Back story time * I used to be a huge One Direction fan and my Dad knew that, there was one night when he woke me up (in the middle of the night) just so we could listen to their new music that he downloaded for me. 🙂
When the song came on the radio I remember the way he was so excited that he was able to get their new music for me! It was one of the sweetest things any one has ever done for me, because he didn’t just put up with my stupid teenage fangirling, but he supported me and encouraged me in it. (Can anyone say BEST DAD EVER!!)
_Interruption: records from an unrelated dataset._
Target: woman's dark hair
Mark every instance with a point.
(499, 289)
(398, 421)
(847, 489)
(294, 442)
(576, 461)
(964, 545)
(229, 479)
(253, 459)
I remember watching the Northern Lights together, taking drives, laughing at his silly stories, and listening to his rock music (didn’t really care for Nickleback much back then but now their music holds a special place in my heart when I think of him dancing to their music. :).
I regret so much, I regret that I didn’t dance with him more, that I didn’t tell him I loved him the day he died, or that I didn’t open up more with him.
Yesterday I was so emotionally drained from fighting the memories, fighting the pain that I laid in bed until late afternoon and just cried… Memories flooded me! It was like I was dreaming, a dream of memories. I felt so raw and open. But as painful as it was I feel blessed…
I feel blessed that the Lord knows exactly what I need and when I need it. I was forgetting my Dad, what he taught me, the sound of his voice, or how it felt to hold his hand.
I feel vulnerable, like if you touch me I might break down in sobs. The memories are fresh in my mind, like they happened yesterday. That feeling will pass in time and then I’ll start to forget and will be in need of a reminder from the Lord.
For now I will remain thankful for the Lord, for reminding me of the gift of memories, and for showing me to ask for help more often when I’m struggling. ❤
If any of you are grieving in any way I’d love to meet for coffee and be a listening ear!
“I consider that our present sufferings are not worth comparing with the glory that will be revealed in us.”